Сам Кант вел себя почти так же пылко. Он все еще не был тем образцом предсказуемости и постоянства, которым позже выставят его друзья. В апреле 1786 года, сразу после смерти Мендельсона, Кант присутствовал на званом обеде, где кто-то поставил под сомнение философские таланты Мендельсона. Кант всегда высоко ценил Мендельсона и встал на его защиту, говоря о его «оригинальном гении и его „Иерусалиме“ с воодушевлением, граничившим с фанатизмом. Гений Мендельсона он видел в том мастерстве, с которым тот умел воспользоваться всеми обстоятельствами себе на пользу и выставить любую гипотезу в наилучшем свете». Ситуация, кажется, вышла из-под контроля, и словесная перепалка настолько раскалилась, «что Кант ушел, кипя от злости, и практически нагрубил директору банка Руфману». Даже Гиппель, хороший друг Канта, «поразился и не был этим особенно доволен»[1245]. Гиппель имел право расстроиться – именно у него проходил этот обед. Гаман воспользовался этим случаем, чтобы охарактеризовать Канта так:
Кант – это человек как великого таланта, так и добрых и благородных моральных установок
Это происшествие показывает, насколько Кант был предан памяти покойного друга. Видно также, что он вовсе не был бесчувственным, хорошо отрегулированным механизмом, каким его выставят позже. Он жил не механической жизнью. Гаман, который, безусловно, хорошо об этом знал, сообщает, что по своей природе Кант был страстным и импульсивным – как в том, как он жил, так и в том, как философствовал. Регулярность, с которой он жил свою жизнь, далась ему нелегко. Это было тяжелое достижение. То же самое можно сказать и о его философии.

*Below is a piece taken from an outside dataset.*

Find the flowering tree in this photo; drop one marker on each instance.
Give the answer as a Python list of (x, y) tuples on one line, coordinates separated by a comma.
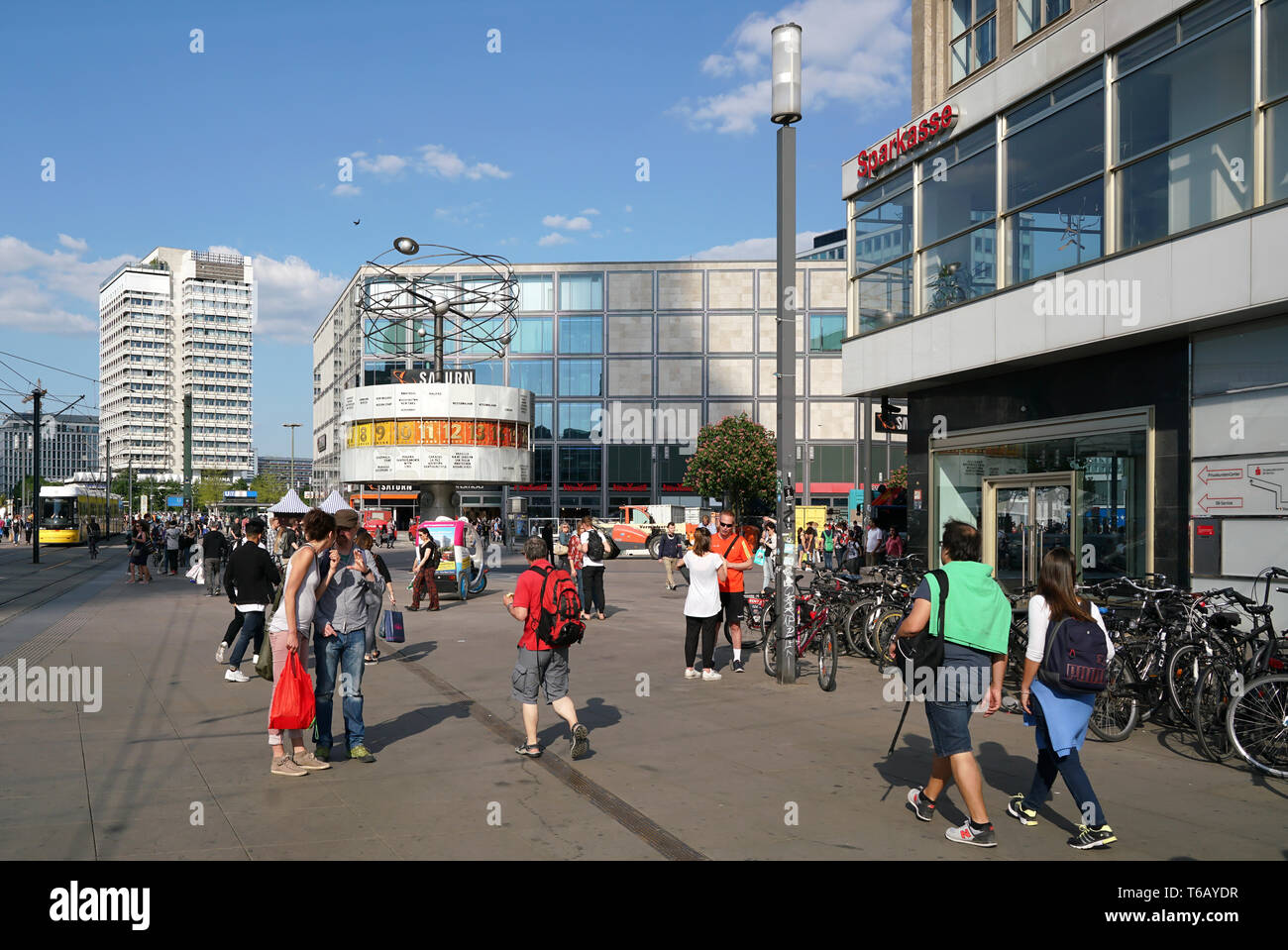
[(735, 460)]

Говорить, что «проблема Канта» заключалась в том, что он был «диким и интеллектуально безответственным спорщиком», чья «врожденная склонность к этому должна была усилиться благодаря интеллектуальной изоляции Кёнигсберга, которая берегла его от серьезной критики», – явное преувеличение[1247]. Во-первых, Кёнигсберг не находился в интеллектуальной изоляции, а во-вторых, Кант спорил не так уж плохо. Зрелый Кант был не более диким мыслителем, чем любой другой философ. Но начинал он как дикий мыслитель. Его критическая философия – такой же результат самодисциплины, как и его моральный характер. И даже более того, она поднимала по меньшей мере «множество увлекательных вопросов»[1248]. Гаман говорил, что «провел много тяжелых боев с Кантом» и временами «был явно несправедлив к нему» и, возможно, даже в чем-то обидел. Но «вопреки всему он всегда оставался моим другом»[1249]. В дружбе Кант мог абстрагироваться от различий в философских рассуждениях, и другом он был верным. То, что спор с Гердером закончился ожесточенной враждой, было, вероятно, не его выбором. Кант гордился своими достижениями, и на него повлияла его с трудом заработанная слава как автора. Если верить Гаману, то «его гордость [была] самой невинной в мире»[1250]. Гордость Гердера была не столь невинна, как показывают некоторые его скверные замечания о Канте.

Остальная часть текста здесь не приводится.